= Japan: Typhoon Dujuan Strikes =

Typhoon Dujuan, the 25th of the season, made a direct hit on the eastern part of Japan's Honshu Island around September 21, 2026, triggering historic torrential rains and landslides.

September 15–16: The typhoon formed from a tropical depression near Guam, subsequently moving northwest and intensifying.

September 19–20: Dujuan intensified into a moderate typhoon (classified as a "severe tropical storm" by the China Meteorological Administration); its path shifted sharply northward, aiming directly for Japan's main island and the Kanto region.
September 21 (Monday, peak impact): Typhoon Dujuan battered eastern Japan with wind speeds reaching 144 km/h.
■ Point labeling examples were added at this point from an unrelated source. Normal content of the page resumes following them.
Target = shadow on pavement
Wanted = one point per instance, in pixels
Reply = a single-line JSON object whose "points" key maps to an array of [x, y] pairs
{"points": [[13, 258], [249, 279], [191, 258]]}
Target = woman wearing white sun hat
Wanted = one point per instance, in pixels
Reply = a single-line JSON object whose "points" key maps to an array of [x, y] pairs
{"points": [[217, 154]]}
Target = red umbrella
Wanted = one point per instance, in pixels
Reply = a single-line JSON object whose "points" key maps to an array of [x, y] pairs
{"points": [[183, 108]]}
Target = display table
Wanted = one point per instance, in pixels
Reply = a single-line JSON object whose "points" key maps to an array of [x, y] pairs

Torrential rains paralyzed large areas of the Kanto region, with rainfall totals breaking historical records in multiple locations.

September 22 (Tuesday): On Tuesday morning, the typhoon's center began moving northeast away from Honshu, weakening and transforming into an extratropical cyclone; however, landslides and secondary disasters triggered by the storm continued.
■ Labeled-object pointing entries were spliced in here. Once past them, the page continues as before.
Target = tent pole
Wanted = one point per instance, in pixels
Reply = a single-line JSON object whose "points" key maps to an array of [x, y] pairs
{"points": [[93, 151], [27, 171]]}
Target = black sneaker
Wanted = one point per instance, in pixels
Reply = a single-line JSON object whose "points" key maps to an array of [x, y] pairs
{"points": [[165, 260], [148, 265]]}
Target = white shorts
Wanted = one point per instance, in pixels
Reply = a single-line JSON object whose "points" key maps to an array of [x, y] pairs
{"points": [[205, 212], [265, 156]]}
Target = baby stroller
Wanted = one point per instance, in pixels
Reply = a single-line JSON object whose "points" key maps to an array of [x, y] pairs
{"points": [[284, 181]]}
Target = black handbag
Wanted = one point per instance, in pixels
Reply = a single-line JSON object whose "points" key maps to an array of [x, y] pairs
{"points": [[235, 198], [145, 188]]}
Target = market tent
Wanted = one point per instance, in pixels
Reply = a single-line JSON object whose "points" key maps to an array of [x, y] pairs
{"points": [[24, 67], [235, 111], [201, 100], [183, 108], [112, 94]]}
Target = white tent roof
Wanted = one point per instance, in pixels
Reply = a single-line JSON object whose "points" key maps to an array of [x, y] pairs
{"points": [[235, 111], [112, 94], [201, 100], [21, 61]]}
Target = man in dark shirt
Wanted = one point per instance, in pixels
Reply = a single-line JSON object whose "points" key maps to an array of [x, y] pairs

Rising casualties: According to the latest figures as of the morning of September 23, the typhoon had caused at least 9 deaths and left 4 people missing, with another 22 injured. Casualties were concentrated in Chiba and Kanagawa prefectures, largely resulting from homes being buried by landslides or people drowning near submerged vehicles. Mass evacuation: Japan's Ministry of Internal Affairs and Communications and the Fire and Disaster Management Agency issued emergency evacuation advisories to over 1.9 million residents across six prefectures, including Ibaraki, Chiba, Tokyo, and Kanagawa.